This news release on a study of surgical techniques for cochlear implants and their long-term effects offers very little detail for assessing the study’s validity and relevance. A close reading of the study itself contains much useful detail, as well as important cautions that needed to be covered in the release. An omission on the authors’ conflict of interests with device manufacturers and some inaccuracies about the study (misstating the number of patients involved, for example) leaves the release with some room for improvement.
Having cochlear implants to preserve hearing is vital for many patients, so it is important to assess which types of implant or surgical techniques are best to maintain hearing over the long term. This release, however, doesn’t go very far in answering these questions.
Surgery can be costly itself as well as all the related expenses that follow from it so knowing the overall costs is very important. No costs are mentioned.
Two types of benefits are discussed in the news release.
The study looked at 230 patients (it was actually 196 patients but 225 implants) with “every type of cochlear implant, including three FDA-approved implants that use different types of electrodes to stimulate the auditory nerve.” The benefits were not quantified but we are told that the researchers “found that electrodes designed with no wire (called lateral wall electrodes) performed the best in maintaining residual hearing in the inner ear, compared to electrodes made with wire.” How much better? We don’t know.
The other benefit compares “cochleostomy” (which requires drilling into the bone to get inside the inner ear) versus the “round window” approach and “the round window approach had a much better chance of keeping their residual hearing in the long term.”
How much better? We aren’t told.
Drilling into your ear to implant a device can involve harm. As for harms, we learn of them only obliquely with this phrase: “the non-wire electrodes were less traumatic, causing less injury and minimizing fractures inside the inner ear.” Are we to presume that the wire electrode implants can be “more traumatic?” More detail was definitely needed here.
The favored “round window” approach is also considered safer given that the news release reports that “the cochleostomy approach causes fibrosis and scarring, leading to hearing loss over time,” according to the lead researcher. How much harm? We don’t know.

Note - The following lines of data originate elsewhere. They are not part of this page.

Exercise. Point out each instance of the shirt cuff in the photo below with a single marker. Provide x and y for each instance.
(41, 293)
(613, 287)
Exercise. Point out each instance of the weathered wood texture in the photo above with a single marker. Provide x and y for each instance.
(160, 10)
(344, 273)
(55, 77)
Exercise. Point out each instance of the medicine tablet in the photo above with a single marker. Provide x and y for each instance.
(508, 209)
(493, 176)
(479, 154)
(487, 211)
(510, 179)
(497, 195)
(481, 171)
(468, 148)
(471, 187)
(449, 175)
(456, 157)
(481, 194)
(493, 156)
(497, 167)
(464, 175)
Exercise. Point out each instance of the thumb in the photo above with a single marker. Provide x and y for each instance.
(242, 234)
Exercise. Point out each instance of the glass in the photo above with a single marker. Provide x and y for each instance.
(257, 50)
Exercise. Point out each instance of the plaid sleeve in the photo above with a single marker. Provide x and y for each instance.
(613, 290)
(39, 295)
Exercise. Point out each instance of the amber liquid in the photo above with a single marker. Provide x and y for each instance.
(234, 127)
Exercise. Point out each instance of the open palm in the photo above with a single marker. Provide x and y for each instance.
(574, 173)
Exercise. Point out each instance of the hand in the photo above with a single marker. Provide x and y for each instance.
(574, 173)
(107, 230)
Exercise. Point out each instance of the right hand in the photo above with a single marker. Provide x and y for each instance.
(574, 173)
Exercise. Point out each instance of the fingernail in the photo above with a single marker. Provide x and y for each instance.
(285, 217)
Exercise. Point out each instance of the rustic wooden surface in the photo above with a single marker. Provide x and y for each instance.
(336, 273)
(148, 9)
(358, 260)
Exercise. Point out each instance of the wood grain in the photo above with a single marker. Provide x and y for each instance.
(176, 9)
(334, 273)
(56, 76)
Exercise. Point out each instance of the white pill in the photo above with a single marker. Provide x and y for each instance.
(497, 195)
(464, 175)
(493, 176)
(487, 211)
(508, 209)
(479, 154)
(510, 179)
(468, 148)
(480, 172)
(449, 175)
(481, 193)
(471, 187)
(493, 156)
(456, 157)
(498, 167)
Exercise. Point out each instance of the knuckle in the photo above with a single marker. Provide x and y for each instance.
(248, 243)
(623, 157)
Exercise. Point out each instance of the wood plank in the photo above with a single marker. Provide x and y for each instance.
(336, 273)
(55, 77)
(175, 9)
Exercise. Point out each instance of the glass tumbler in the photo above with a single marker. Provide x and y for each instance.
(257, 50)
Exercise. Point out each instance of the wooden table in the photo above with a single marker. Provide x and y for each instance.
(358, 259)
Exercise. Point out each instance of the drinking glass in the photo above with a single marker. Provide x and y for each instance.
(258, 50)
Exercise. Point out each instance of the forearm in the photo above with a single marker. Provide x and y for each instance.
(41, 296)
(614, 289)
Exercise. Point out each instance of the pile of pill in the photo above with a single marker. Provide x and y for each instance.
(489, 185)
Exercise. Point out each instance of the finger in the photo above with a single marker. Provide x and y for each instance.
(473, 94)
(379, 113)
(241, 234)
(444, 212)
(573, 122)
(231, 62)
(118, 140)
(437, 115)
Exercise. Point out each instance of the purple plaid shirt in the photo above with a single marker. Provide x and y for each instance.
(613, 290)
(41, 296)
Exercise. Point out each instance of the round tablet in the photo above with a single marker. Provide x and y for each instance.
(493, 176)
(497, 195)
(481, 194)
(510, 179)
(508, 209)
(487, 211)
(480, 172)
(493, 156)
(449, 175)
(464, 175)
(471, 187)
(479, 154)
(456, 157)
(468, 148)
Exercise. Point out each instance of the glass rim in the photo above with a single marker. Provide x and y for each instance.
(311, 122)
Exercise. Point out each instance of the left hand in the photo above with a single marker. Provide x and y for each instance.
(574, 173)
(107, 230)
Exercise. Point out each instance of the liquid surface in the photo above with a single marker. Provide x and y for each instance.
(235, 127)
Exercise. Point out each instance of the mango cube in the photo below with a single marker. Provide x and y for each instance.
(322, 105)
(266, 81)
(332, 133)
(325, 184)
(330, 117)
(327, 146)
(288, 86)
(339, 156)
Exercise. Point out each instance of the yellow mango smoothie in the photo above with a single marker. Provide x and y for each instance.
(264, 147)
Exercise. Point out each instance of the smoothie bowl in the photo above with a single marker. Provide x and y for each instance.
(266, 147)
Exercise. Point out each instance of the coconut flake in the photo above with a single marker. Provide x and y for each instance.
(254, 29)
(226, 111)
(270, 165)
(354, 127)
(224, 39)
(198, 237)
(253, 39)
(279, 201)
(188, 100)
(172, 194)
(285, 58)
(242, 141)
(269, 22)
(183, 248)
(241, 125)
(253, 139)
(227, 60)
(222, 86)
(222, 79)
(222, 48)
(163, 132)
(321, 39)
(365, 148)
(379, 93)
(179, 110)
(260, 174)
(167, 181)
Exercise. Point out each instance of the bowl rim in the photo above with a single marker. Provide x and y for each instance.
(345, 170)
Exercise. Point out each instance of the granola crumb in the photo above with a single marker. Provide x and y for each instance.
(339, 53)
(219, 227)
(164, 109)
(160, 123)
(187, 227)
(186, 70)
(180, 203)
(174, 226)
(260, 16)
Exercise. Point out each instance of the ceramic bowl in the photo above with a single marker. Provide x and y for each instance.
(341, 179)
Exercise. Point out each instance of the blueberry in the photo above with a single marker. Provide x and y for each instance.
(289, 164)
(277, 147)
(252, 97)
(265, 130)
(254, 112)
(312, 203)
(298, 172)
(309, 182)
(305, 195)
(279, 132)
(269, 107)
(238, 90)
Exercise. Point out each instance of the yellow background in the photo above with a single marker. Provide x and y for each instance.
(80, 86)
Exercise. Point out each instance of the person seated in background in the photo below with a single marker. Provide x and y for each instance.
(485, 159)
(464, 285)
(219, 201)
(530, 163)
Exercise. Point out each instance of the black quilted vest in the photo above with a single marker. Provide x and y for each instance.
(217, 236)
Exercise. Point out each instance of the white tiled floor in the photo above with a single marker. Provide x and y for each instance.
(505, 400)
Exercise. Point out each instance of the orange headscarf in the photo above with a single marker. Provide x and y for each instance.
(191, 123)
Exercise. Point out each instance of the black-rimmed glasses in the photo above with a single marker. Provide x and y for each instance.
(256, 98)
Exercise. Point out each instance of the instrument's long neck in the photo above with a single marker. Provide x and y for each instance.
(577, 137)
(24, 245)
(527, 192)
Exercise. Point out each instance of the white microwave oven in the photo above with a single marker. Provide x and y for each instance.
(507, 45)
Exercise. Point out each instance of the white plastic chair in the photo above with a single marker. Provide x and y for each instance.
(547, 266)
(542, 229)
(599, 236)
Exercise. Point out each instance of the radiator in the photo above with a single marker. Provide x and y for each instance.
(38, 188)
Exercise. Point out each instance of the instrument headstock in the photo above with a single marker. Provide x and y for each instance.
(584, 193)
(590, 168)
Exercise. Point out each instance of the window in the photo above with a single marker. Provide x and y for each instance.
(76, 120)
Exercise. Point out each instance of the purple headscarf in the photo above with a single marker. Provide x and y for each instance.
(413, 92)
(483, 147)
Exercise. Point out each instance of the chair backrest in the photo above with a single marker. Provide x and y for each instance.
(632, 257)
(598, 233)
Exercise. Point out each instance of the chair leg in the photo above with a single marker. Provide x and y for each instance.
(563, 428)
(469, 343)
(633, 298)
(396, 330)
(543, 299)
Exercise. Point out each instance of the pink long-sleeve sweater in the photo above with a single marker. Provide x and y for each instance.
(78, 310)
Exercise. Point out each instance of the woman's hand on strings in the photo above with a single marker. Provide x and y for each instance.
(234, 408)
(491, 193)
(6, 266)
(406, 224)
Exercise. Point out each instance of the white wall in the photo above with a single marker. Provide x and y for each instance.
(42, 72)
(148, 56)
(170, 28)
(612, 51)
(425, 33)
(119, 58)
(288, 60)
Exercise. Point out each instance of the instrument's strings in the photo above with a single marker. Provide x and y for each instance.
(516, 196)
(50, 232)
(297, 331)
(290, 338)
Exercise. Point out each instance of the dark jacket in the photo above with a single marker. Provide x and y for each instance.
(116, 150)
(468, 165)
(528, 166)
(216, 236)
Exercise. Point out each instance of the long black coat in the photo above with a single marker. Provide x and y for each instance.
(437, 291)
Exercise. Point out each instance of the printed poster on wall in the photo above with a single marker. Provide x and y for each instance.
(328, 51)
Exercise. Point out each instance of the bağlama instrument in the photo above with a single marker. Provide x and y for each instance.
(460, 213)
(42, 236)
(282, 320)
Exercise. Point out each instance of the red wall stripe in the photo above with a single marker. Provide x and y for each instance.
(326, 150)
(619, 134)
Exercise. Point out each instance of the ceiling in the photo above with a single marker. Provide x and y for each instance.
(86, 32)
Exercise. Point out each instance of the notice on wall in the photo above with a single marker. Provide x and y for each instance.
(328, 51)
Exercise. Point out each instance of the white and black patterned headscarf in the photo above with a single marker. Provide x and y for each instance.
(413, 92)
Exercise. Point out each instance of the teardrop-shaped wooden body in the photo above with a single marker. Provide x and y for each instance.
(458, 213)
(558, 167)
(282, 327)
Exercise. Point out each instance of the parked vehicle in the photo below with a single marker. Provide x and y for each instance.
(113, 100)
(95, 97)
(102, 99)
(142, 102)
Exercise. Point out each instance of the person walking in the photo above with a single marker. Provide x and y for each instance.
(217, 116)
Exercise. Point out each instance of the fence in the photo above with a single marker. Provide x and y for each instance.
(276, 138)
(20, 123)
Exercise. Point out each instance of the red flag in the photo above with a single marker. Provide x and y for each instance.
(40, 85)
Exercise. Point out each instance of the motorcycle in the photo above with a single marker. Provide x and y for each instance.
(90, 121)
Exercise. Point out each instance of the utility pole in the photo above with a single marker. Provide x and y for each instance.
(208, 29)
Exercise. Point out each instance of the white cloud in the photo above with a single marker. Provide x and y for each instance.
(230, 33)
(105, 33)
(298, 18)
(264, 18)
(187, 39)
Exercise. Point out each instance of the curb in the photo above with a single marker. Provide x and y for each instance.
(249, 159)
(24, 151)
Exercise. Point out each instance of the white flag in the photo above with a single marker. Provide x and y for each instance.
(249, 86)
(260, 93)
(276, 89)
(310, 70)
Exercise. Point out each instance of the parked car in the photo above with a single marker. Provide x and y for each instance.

The news release provides no information about the quality of the evidence. Was this an observational study? A clinical trial? Reading the published study, we see a number of sources of potential bias, including the fact that patients were not randomized to electrode type or surgical approach. If one wonders if the experience of the surgeon might be a factor, the study noted that since they are a high volume center, which performs many cochleostomies, then “inexperience with this surgical approach is unlikely to impact results.” The study also lost patients to follow up, likely underestimating hearing preservation rates. It would have been good to include this in the news release.
We know that the lead researcher is with the Department of Otolaryngology-Head and Neck Surgery at New York Eye and Ear Infirmary of Mount Sinai (NYEE) and Mount Sinai Beth Israel, as well as the Center for Hearing and Balance and Ear Institute at Mount Sinai Health System and that he had a team of researchers from Vanderbilt University.
The release doesn’t tell us if any any of the researchers or their institutions have any conflicts of interest in either the surgical technique or the type of cochlear implants studied in this trial.
According to the published study, four of the authors, including the first author and the senior author, have financial conflicts of interest in the form of consulting arrangements with cochlear device companies.
There are a variety of ways to treat hearing loss besides cochlear implants but, outside of the mention of oral steroids (with no detail given), none are mentioned.
Are these types of surgeries or cochlear implants available anywhere in the US? We have no idea from reading this news release.
The news release doesn’t tell us anything about the novelty of the wireless cochlear implants nor that of the “round window” (where surgeons open the membrane without bone removal or drilling in the inner ear) and “cochleostomy” (which requires drilling into the bone to get inside the inner ear). Are these new procedures? What other research has been done on them? Where is the context that establishes the place of these in the current landscape of hearing-preservation technologies?
The release doesn’t engage in sensational language. But absent any numbers to describe the benefits or details about the evidence and what makes any of the approaches novel, the release doesn’t explain what makes this study a “breakthrough.”